It was only after a protracted silence at the end of the song that they were jolted into action. As they launched into their incendiary 1994 hit, "Hobo Humpin' Slobo Babe", the two guitarists and the bassist played with their backs to the audience and absorbed themselves in a game of oneupmanship over who could strike the silliest poses.

That's not to say that Whale weren't entertaining. Judging by the frisky dancing in front of the stage, it seemed that their eccentricity had seeped into the audience's psyche. But they appeared to be performing as much for each other as for the punters, and you could imagine similar mischief going on in the privacy of their own studio.

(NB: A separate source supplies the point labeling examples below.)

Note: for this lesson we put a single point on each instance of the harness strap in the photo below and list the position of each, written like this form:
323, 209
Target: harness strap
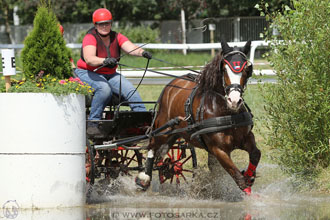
190, 118
216, 124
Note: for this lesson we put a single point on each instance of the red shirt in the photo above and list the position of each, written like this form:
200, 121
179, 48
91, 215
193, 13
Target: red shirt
89, 39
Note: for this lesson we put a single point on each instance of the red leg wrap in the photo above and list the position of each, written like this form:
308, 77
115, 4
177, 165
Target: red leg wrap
250, 170
247, 191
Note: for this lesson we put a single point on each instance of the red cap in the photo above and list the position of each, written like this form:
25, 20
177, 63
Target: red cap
102, 15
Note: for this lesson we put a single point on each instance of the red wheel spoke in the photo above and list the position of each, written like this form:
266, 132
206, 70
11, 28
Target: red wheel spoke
183, 162
131, 159
189, 171
184, 177
179, 154
177, 179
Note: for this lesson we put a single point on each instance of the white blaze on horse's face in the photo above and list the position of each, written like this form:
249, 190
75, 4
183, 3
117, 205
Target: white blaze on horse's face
234, 97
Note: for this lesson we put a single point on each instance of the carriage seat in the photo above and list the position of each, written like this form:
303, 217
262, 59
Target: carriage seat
113, 102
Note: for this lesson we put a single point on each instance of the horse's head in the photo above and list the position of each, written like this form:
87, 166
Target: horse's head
236, 70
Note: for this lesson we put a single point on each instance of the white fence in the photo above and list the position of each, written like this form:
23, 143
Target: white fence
193, 47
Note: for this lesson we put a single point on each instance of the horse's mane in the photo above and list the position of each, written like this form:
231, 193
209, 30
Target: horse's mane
210, 78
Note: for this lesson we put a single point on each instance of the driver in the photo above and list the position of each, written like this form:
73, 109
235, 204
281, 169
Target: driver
101, 47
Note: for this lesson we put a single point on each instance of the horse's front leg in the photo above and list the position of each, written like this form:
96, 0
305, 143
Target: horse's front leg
227, 163
254, 157
144, 178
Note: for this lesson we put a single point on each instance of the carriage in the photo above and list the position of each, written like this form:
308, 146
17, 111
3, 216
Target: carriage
209, 113
120, 149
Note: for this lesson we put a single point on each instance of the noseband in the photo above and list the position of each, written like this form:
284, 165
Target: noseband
235, 86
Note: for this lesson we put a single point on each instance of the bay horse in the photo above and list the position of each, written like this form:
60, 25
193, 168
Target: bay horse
214, 102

Sorro had a head start in the quest for kookiness; her wild eyes, flashing teeth and unruly hair afforded an air of dementia, though she was softened by her mellifluous vocals. Desperate not to be ignored, the drummer stood on his stool during "Two Chord Song" and played with his back to the drums. But both Sorro and Wall were eclipsed by the high jinks of the moustached guitarist, Henrik Schyffert, who, for the duration of "Deliver the Juice" played with his guitar around his ankles and his buttocks facing the audience as if inviting them to look and admire. He later expressed a desire to "pay tribute to the English infrastructure that has allowed us to be here", and announced "Actually, we're Finnish! Hurr, hurr, hurr." A joke, it seems, that is specific to Scandinavians.

In spite of the prevailing mood of silliness, Whale's music proved as dynamic as their stage theatrics and displayed the same crooked humour. They veered from furious, shouty punk to light-hearted pop, and combined throbbing guitars, stomping drums and dance-inflected samples with melodies that seemed far too sweet for such an unruly bunch.

But best of all was their palpable insanity. Whale looked more than ready to live by the motto expressed in the title of their shamefully overlooked album, All Disco Dance must End in Broken Bones.